This meeting propose that consideration of the human scale is relevant when thinking ecologically and will allow inclusion of qualitative considerations as well as quantitative ones in a more comprehensive than apprehensive way.
The challenge of this meeting is therefore to re-introduce the human scale at the core of our analyses and strategies, when ‘thinking ecologically’ about the cities of tomorrow.
The current situation of stress that has emerged from the world health crisis has led to sharp social distances which is entirely against the grain to all the notions of proxemics that have so far been discussed since E.T. Hall. It reduced all that social richness distances to a single standard sanitary one. In the other hand, mediated sociability, that technological curiosity highly valued by online game players which virtualizes our social distance, is becoming a new standard practice, both in work and leisure situations, as a means to relate to others. The ‘human scale’ urgently needs re-visiting and deserves, in our view, to be explored with the same precision as all the themes that relate to the human milieu. One suggests here to set this as our collective challenge, during this meeting. Indeed, isn’t it in the home that issues such as comfort, home-economics, rational thinking, and our perception of space all merge into one terrain for exploration and expression, which later can help us to make sense of all encompassing scales?
Isn’t it also from our very home that issues of ‘sensitive space’ and ‘in-situ perception’, of actions undertaken by the inhabitant, later spread into the urban sphere and impact even further? Isn’t it at his/her human scale that the inhabitant is fully ‘acting’ and responsible? His/her transformative action in the inhabited milieu becomes the most visible and sensitive manifestation of his/her being because of its immediate nature.
Transformations at higher eco-systemic levels might often take place at a slower pace than within our societies and hence affect our perception of change, disturbing our sense of urgency. This meeting invites us to (re-) think about how to improve the natural and social habitats and the relationship to the immediate surroundings. It is suggested to do this by questioning how one could re-explore the built environment and ensure that it creates strong bridges with the natural environment even if the goal is to isolate us from it.

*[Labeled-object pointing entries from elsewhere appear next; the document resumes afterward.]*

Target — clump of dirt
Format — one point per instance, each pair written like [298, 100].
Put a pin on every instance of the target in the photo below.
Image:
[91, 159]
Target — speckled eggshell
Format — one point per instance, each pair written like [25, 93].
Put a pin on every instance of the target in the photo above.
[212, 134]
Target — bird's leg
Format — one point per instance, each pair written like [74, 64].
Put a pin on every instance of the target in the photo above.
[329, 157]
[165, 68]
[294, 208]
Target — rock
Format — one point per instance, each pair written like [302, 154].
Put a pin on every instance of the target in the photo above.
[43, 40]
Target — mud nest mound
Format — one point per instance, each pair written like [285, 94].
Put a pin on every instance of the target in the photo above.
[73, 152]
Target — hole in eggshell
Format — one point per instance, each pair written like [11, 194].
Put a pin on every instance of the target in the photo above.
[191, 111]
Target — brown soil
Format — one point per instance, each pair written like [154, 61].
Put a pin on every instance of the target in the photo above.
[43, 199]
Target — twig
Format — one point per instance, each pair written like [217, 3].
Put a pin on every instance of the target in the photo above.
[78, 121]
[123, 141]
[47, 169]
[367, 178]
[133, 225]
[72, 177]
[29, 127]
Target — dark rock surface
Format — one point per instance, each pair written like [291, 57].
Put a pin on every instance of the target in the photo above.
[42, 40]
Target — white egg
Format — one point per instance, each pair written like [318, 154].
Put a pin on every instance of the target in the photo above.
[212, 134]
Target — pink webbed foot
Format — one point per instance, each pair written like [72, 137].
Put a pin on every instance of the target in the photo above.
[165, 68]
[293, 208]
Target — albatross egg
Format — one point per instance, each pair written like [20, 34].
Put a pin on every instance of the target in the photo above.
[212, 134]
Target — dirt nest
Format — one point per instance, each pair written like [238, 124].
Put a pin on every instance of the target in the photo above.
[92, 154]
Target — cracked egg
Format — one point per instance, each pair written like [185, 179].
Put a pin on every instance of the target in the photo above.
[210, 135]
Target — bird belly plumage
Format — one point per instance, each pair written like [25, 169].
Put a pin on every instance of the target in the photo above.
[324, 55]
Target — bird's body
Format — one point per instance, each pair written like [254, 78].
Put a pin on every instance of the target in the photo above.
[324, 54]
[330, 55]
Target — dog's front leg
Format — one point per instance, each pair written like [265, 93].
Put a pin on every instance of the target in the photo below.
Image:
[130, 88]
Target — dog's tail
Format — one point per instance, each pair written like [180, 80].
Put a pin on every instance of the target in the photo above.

How to rethink the inhabited environment, our relationship to the immediate environment, how to re-examine the built space today which interfaces, isolates us and serves as an instrument of relationship to the urban or natural environment? how is architectural and urban production at the same time an action of construction on a human scale and of destruction on a planetary scale?
Are welcome all works and thoughts on architecture, atmospheres, landscapes, and the territory, which explore the responsible relationship between our built environment and natural habitats, from a ‘human scale’ perspective. This meeting is an international event and perspectives from various contexts are highly valued.